Há, porém, duas posições dos defensores da linguagem politicamente correta que contrariam a natureza do funcionamento da linguagem e que, portanto, são irrelevantes para a causa que defendem. A primeira é a crença de que a palavra isolada carrega sentido e apreciação social.  Na verdade, um termo funciona num discurso e não isoladamente. Por isso, nem todos os usos do vocábulo negro com valor negativo denotam racismo. Por exemplo, dizer que há racismo na expressão nuvens negras no horizonte do país é um equívoco, porque o sentido conotativo de “situação preocupante”, que aparece no discurso político ou econômico, está relacionado à meteorologia, nada tendo a ver com raças ou etnias. Na verdade, considerar que a palavra exerce sua função independentemente do contexto é afirmar então que as expressões passar em branco todos aqueles anos ou dar um branco, no sentido de “passar sem ter realizado coisa alguma aqueles anos” ou “sofrer uma incapacidade de lembrar ou de raciocinar” são racistas. Na verdade, não são. A conotação é criada sobre o significado do branco no papel. Sorrir amarelo e amarelar significando, respectivamente, “sorrir de maneira contrafeita, forçada” e “perder a coragem numa situação difícil ou embaraçosa” não mantêm qualquer relação com preconceitos em relação aos orientais, mas estão ligadas aos sintomas físicos do medo, do embaraço. A mesma coisa ocorre com as expressões ficou numa situação esquerda (= desfavorável) ou lançou um olhar esquerdo (= de má vontade), que se relacionam à incapacidade de a maioria das pessoas usar os membros esquerdos e não a uma determinada posição política.

A outra posição que contraria o funcionamento da linguagem é o etimologismo. Etimologia é o estudo da origem e da evolução das palavras. Esse termo é constituído de duas palavras gregas, que querem dizer “estudo do sentido verdadeiro”.  Ele surgiu num período em que se acreditava que a história era decadência, o que, na linguagem, significava que a evolução das línguas era uma degradação. Por isso, o sentido original era o sentido verdadeiro. Veja-se bem o substrato ideológico da busca de etimologias que foram esquecidas na marcha da história. Lembrá-las significa considerar que a história é decadência. De um lado, temos etimologias completamente falsas: por exemplo, quando se diz que, no termo history, há o pronome masculino his, porque a história reflete o ponto de vista dos homens, falseia-se completamente a origem dessa palavra, pois a raiz indo-européia que deu origem a essa palavra é –weid, que indica a visão, que serve ao conhecimento. Dela derivam, por diferentes transformações fonéticas: idéia, ídolo, história, idílio, evidente, invejar, ver, prever, visitar, etc. Por outro lado, certas etimologias foram sendo esquecidas na evolução da língua. Não se percebe mais que judiar é formado a partir de judeu nem que denegrir é constituído com a raiz de negro. Por isso, não se pode dizer que Lobato, Machado e Lima Barreto, ao usar esses termos nos trechos que mostramos no início deste texto, tenham sido racistas. Não se remotiva, por um ato arbitrário de vontade, o que a língua desmotivou. Eles apenas sabiam que os sentidos mudam e não se volta atrás para restaurar o que a história da língua apagou.

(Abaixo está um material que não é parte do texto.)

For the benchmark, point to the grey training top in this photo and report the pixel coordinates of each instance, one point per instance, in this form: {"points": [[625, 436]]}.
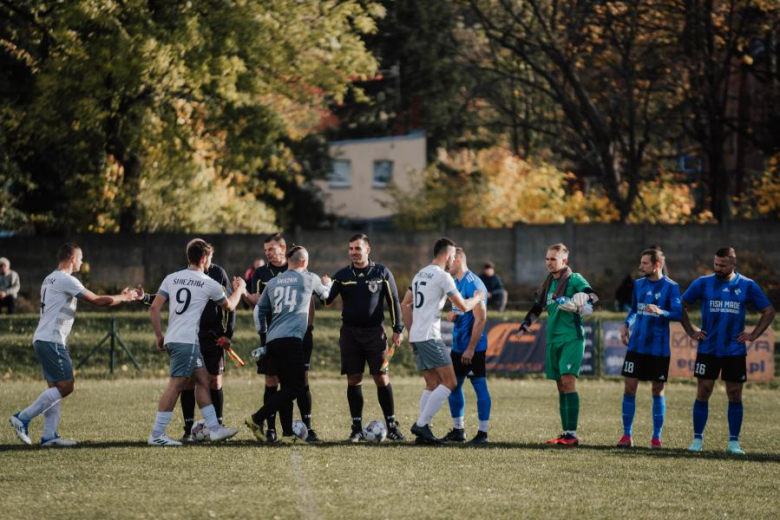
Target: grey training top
{"points": [[286, 301]]}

Uma outra coisa que produz efeito contrário ao pretendido é o uso de eufemismos francamente cômicos, quando a língua não possui um termo “não marcado” para fazer uma designação que é vista como preconceituosa: por exemplo, dizer “pessoa verticalmente prejudicada” em lugar de anão; “pessoa de porte avantajado” em vez de gordo; “pessoa em transição entre empregos” por desempregado. Isso gera descrédito para os que pretendem relações mais civilizadas entre as pessoas. Por isso, as piadas já começam a surgir.

As palavras ferem e, como diz o poeta Pepe, “as lágrimas não cicatrizam”.  Por isso, para criar um mundo melhor, é importante usar uma linguagem que não machuque os outros, que não revele preconceitos, que não produza discriminações. É necessário, porém, que, para ter eficácia, esse trabalho sobre a palavra respeite a natureza e o funcionamento da linguagem.